Hey folks! I know it's only January, but...I'm excited to get some more homesteading posts going again! Are you?
Since it's still too early for plants, sadly, today we're going to talk about, you guessed it, chickens! We've been talking about switching their feed diet to something...better, for awhile. You know how it goes, though, and we got into the habit of just buying the cheap Rural King brand Country Road layer feed whenever we went to the “farm store”. (Don't get me wrong. I love Rural King. But it's not exactly the best brand of feed. I'm getting to that.)
This worked fine during the summer and most of fall since there was still plenty of grass, bugs, garden treats, berries, etc. for the chickens to eat, not to mention they actually prefer those things. Also, they were true free-ranged until August, if I remember correctly, when we finally got a “pasture” area set up for them because we were having too many chickens getting picked off by critters and, quite frankly, were sick of them pooping everywhere, eating the flowers off veggie plants, like the peppers, etc.
You can see where they've left what they don't like as much, which is mostly the oats and corn.
So, what does this have to do with anything? If I've never mentioned it before, I used to not be able to eat store bought eggs because they upset my stomach something fierce. John seems to think it's a soy allergy and is related to the chickens' diet. Since our chickens were getting most of their food intake from other things than the feed, I could eat their eggs just fine. Woo hoo! I love eggs. I'm so happy I can eat them more often again! However, once it started getting toward late fall and the daylight got shorter and the chickens weren't spending as much time outdoors, their eggs started upsetting my stomach. Not writhing in pain, laying in bed for hours upset like store-bought ones used to make me, but stomach pain and, ahem, some gastrointestinal distress, shall we say. Still not fun things to deal with.

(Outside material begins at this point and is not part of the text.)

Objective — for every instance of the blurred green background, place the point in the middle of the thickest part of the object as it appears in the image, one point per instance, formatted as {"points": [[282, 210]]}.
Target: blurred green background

Needless to say, we finally HAD to make a switch! No point in keeping chickens if you can't eat their eggs, right? You might not think a chicken's diet makes much of a difference in the quality of their eggs, but I'm here to testify that it does! We switched them to a “soy-free, whole grain and seed” diet. Here is a rough breakdown of what we're currently including in it below. (We are planning on making some substitutions eventually, but I'll get to that in a minute.)
*Gelatin (for protein)
*Vitamin & Probiotic Mix
You can watch a video of us mixing this up on YouTube.
We bought all of this separately and mixed it up ourselves. Our mix listed above cost us about $60 for 250 pounds. A similar, commercial brand is $34 for 25 pounds! Needless to say, the cost savings speaks for itself! Plus, it lasts a helluva lot longer.
Eventually, we would like to replace the sorghum, millet, and oats with peas, wheat, and barley because it's better for them and they like it better. As of right now we haven't researched more into affordable suppliers of these things, but what we have included now seems to be working just fine for everyone. :)
I should also mention that we roughly measure out their feed each day (according to how many chickens we have and how much they should be eating per day, which is 1/3 pound of feed per chicken) and soak it in water overnight. This allows it to ferment some, which makes it easier to digest for the chickens and they eat less because it makes the vitamins, minerals, and protein in the feed more readily available. And yes, we have definitely seen a drastic difference in the amount of feed they eat each day!